I imagine that the title must refer to the prophet Hosea's strictures on the Israelites' warring with the neighbours: "For they have sown the wind, and they shall reap the whirlwind." (Not a lot has changed in two thousand years!)
I stood there quietly like a rabbit caught in the headlights – the woman next to me was muttering "Whooo, whooo…" and feebly waving her hands like someone practising the breaststroke. She obviously needed a negatively geared chocolate biscuit.
In 1947 Gleeson went abroad and absorbed the works of the old masters. His work in the 'fifties was inspired and influenced by what he saw, and also by poetry and history. One recognises the influence of Turner in the glowing light effects that he uses in some works.
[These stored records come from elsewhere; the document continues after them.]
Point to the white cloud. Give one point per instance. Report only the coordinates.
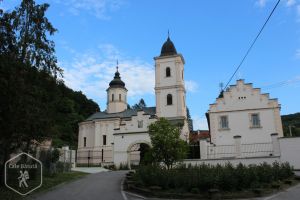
(98, 8)
(200, 123)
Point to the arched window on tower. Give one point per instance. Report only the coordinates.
(169, 99)
(168, 72)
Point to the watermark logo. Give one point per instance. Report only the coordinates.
(23, 174)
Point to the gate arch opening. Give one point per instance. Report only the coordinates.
(136, 152)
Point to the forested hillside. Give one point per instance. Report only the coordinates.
(34, 102)
(292, 120)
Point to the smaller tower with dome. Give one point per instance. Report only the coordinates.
(116, 95)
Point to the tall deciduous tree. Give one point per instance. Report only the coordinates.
(167, 147)
(24, 36)
(139, 105)
(34, 104)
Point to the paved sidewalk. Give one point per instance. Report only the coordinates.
(90, 170)
(99, 186)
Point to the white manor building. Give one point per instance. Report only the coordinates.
(243, 111)
(116, 134)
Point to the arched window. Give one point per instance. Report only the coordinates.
(168, 72)
(169, 99)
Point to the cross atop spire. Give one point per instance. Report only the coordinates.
(117, 65)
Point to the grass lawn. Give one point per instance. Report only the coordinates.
(48, 183)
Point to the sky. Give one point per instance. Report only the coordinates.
(212, 36)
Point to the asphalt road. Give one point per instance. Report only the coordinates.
(100, 186)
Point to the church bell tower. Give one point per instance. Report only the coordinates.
(169, 85)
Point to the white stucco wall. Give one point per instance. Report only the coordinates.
(123, 143)
(173, 85)
(290, 150)
(238, 104)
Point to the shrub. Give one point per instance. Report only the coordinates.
(205, 177)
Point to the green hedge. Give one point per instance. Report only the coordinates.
(205, 177)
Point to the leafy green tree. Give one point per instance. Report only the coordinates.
(167, 147)
(139, 105)
(25, 34)
(34, 104)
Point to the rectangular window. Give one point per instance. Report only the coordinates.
(254, 119)
(84, 141)
(224, 122)
(104, 139)
(140, 124)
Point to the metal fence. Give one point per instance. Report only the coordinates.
(220, 151)
(257, 149)
(246, 150)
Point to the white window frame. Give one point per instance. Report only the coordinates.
(252, 125)
(221, 127)
(140, 123)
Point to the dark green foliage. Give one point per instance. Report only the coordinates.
(167, 147)
(205, 177)
(292, 120)
(34, 104)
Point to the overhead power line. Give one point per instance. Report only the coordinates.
(252, 44)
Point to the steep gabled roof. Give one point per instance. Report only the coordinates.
(125, 114)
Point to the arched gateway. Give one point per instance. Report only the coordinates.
(136, 152)
(117, 134)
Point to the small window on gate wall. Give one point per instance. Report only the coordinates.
(84, 141)
(169, 99)
(168, 72)
(104, 139)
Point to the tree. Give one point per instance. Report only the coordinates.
(167, 147)
(34, 104)
(139, 105)
(24, 36)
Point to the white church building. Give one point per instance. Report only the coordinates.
(242, 122)
(116, 134)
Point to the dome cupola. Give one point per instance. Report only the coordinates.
(117, 82)
(168, 48)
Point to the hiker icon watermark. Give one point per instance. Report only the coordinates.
(23, 174)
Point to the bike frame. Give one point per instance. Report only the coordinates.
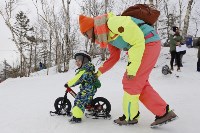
(69, 90)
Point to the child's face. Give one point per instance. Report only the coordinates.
(78, 63)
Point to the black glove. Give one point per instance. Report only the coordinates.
(66, 86)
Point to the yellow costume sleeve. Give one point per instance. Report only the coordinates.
(132, 34)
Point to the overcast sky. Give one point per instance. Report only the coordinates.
(8, 49)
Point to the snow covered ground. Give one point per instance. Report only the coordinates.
(25, 102)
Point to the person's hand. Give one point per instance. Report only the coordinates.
(98, 73)
(66, 85)
(129, 77)
(178, 43)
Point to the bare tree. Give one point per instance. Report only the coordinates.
(7, 14)
(187, 17)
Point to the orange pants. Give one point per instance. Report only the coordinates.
(140, 84)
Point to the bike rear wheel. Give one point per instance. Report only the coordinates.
(62, 106)
(101, 104)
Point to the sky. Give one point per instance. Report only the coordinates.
(8, 49)
(25, 102)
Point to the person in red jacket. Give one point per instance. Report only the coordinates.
(122, 32)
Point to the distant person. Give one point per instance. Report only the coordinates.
(198, 62)
(40, 66)
(181, 53)
(175, 40)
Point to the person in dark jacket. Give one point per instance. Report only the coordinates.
(175, 40)
(198, 56)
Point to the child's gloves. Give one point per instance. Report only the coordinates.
(66, 85)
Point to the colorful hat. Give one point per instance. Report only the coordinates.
(86, 23)
(174, 28)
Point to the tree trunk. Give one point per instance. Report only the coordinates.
(30, 60)
(187, 17)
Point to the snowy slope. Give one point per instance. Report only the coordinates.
(25, 102)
He incorporates self-portraits in some of his works, and says that he never paints anyone else: he did a portrait of his sister once, but it is not good to paint other people, "because they are never satisfied. If you paint only yourself, you have only yourself to satisfy."
Not all the pictures were the stuff of nightmares: there were some extraordinarily beautiful works. I was delighted by "Clouds of witness" (1966), in which nude figures are floating in clouds and in water, tucked into niches and reclining on beaches, all among swirls of luminous gold, white and blue.
This is such a magnificent body of work, it is very hard to choose which to single out, but I finally have to mention "The Colonists Arrive" (1998) which intrigued me particularly. It shows a beach on which a small red fire is burning – the only bright touch in the picture. Just offshore is a large oyster shell with an eye looking out from it. Drifting in to make landfall, floating just above the water, are pale phantasms vaguely resembling mythical creatures. I imagined the indigenous folks who had been sitting round that fire, now standing fearfully a safe distance away, seeing for the first time creatures whose colour, dress and demeanour must have seemed to them just as exotic as Gleeson's arriving chimeras do to me.
An excellent book, with lots of colour plates, by Renee Free, is "James Gleeson - Images from the Shadows."